Michael Cox reviews 'a theatrical triumph'.
Some artists come with a ridiculous amount of baggage. Case in point: Bertolt Brecht—playwright, director, political activist, theorist. Academics and practitioners alike have their views, on the man and the artist. These theories, and people’s interpretations of them, have had a profound effect on 20th Century theatre and have led to countless papers, books and lectures.
These theories also have a nasty potential of overburdening any production of a Brecht play, making reviews a possible hotbed of theoretical discourse rather than a discussion on the merits of what happened on stage. So I’ll leave theoretical tub-thumping on Alienation for others; as a production, the Lyceum’s The Caucasian Chalk Circle is a theatrical triumph.
The play, a political parable set within a dictatorship, follows two story threads during the course of an uprising: a young servant’s attempt to save the life of an infant to privileged parents and the rise of a man from obscurity to judge. Both threads tie together in the final scene, which features the titular circle.

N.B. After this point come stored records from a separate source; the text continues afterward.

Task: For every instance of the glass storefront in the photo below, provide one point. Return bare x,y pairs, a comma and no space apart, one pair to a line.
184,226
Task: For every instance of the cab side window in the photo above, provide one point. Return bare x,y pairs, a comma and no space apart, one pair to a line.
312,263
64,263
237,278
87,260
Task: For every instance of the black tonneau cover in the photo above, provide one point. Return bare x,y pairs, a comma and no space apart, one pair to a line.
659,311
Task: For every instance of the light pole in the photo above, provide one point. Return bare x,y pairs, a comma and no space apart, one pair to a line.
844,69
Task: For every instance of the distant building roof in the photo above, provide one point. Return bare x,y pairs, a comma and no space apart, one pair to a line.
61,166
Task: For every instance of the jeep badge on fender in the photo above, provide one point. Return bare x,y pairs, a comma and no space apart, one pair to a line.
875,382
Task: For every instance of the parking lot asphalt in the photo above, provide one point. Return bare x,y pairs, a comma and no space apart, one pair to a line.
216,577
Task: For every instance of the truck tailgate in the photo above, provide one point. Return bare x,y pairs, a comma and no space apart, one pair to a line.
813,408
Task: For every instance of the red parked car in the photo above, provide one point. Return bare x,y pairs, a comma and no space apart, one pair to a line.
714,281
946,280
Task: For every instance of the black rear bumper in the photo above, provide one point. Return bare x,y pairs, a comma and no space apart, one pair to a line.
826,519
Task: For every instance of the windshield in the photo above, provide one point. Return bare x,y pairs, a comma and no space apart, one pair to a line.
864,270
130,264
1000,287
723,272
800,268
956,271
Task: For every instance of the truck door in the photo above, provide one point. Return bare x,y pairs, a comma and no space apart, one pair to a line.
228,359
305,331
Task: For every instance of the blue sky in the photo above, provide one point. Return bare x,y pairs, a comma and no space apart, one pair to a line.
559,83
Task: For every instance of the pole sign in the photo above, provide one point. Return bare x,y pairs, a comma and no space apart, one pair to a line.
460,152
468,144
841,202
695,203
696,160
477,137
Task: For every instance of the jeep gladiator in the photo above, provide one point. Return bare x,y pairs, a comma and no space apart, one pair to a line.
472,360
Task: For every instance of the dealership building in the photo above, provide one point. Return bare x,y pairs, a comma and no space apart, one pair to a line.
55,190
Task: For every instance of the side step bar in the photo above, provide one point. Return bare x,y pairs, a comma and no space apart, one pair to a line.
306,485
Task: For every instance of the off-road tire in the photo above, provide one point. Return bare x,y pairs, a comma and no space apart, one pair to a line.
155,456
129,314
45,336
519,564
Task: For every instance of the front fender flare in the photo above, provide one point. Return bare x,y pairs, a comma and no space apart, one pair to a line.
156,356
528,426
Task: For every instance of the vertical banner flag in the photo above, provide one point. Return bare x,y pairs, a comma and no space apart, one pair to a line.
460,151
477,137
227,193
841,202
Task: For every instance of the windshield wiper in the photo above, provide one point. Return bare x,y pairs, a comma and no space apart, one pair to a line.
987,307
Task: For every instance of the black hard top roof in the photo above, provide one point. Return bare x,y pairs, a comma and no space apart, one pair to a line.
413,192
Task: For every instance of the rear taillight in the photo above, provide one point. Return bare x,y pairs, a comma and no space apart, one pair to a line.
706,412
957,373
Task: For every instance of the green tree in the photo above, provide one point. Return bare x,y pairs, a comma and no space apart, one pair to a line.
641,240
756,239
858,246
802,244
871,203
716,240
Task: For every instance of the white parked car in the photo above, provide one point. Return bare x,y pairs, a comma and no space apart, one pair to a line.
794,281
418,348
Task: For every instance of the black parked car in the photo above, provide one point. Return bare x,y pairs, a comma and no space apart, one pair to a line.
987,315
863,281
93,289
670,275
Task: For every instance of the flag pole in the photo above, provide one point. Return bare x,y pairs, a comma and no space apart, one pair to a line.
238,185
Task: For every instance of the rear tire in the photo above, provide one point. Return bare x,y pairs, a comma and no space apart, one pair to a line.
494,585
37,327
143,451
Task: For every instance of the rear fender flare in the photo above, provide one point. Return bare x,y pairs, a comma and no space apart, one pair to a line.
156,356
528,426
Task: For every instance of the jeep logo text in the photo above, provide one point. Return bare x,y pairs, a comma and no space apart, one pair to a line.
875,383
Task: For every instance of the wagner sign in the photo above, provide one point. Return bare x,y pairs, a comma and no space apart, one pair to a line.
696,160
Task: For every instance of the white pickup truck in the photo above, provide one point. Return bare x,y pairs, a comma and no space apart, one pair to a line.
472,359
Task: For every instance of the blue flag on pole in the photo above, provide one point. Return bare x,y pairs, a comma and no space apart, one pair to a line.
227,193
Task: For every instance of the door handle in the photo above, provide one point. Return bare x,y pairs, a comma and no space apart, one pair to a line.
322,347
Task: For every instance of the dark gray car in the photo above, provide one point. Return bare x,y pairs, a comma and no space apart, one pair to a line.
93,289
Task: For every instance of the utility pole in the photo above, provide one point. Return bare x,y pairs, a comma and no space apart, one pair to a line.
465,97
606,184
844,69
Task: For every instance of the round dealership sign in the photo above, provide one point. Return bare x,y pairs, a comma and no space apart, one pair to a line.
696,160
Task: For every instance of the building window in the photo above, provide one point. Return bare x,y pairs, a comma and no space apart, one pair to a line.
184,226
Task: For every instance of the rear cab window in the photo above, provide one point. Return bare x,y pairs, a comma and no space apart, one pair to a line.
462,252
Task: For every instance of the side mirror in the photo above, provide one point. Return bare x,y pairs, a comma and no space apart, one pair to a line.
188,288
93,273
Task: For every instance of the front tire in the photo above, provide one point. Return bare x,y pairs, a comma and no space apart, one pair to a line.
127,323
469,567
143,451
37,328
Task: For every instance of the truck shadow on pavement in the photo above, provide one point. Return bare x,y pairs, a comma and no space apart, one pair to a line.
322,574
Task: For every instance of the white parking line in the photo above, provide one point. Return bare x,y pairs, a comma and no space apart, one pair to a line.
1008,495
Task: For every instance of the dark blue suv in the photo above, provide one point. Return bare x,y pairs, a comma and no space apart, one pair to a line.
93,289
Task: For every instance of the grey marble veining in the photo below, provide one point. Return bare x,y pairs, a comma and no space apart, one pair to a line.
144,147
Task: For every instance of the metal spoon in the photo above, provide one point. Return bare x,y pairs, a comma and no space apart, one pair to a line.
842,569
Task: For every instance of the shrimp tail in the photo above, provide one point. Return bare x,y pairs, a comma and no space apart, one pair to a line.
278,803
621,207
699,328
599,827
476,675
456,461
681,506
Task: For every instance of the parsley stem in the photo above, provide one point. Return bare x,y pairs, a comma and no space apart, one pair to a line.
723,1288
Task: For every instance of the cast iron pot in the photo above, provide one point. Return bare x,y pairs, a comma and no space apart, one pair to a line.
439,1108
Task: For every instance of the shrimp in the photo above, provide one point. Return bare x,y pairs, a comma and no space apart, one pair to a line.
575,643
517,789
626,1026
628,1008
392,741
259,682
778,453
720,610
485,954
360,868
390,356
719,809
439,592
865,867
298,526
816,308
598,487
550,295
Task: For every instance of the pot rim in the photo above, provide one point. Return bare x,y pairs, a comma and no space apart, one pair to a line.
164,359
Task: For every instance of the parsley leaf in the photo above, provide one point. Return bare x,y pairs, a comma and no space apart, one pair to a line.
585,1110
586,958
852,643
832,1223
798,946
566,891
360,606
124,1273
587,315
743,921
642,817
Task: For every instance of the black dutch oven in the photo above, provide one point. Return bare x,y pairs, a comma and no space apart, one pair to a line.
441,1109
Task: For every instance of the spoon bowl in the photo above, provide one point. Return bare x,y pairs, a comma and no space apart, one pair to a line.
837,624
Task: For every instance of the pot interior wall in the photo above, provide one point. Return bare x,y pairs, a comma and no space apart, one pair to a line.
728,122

It’s a complicated piece with multiple scenes, a large cast of characters and a grand scope in time and location. It would be very easy to get lost in the detail, which makes Mark Thomson’s direction all the more impressive: visually stunning with theatrical flourishes throughout a very quick 160 minute running time. Sets glide past, lights flash and a hodgepodge of musical styles serenade throughout, all to wonderful effect. Perhaps narrative is occasionally lost, but the grand theatricality always has the ability to wash over the audience and bring them back into the scene when needed.
And the 13-strong ensemble are phenomenal. Bouncing between characters, style and, for some members, gender, the cast are asked to do a ridiculous amount of heavy lifting throughout, and they do so admirably. Notable stand-outs in the solid company include Sarah Swine’s excellent singer/narrator, Amy Manson’s sympathetic kitchen servant Grusha and Christopher Fairbank, who plays a parade of interesting characters before taking the cheeky and street-smart judge Azdak.
Thomson’s creative team have created an impressive tapestry of theatrics. Karen Tennent’s design and Simon Wilkinson’s lighting serves Brecht’s play and Thomson’s direction equally, and Claire McKenzie’s music is terrifically eclectic. Adam Bennett and Georgina Solo’s puppet design proves much more beautiful and poignant as the play progresses, with Bennett giving life to the crucial role of the infant as the play progresses.
Thomson may have taken a gamble on programming Chalk Circle in the current season, and it is certainly possible that this could possibly leave some traditionalists cold. Still, this is a gamble that pays handsome artistic dividends: it is not only an excellent production but just might be Thomson’s personal best in some time.
Performs at the Royal Lyceum Theatre in Edinburgh until March 14, 2015.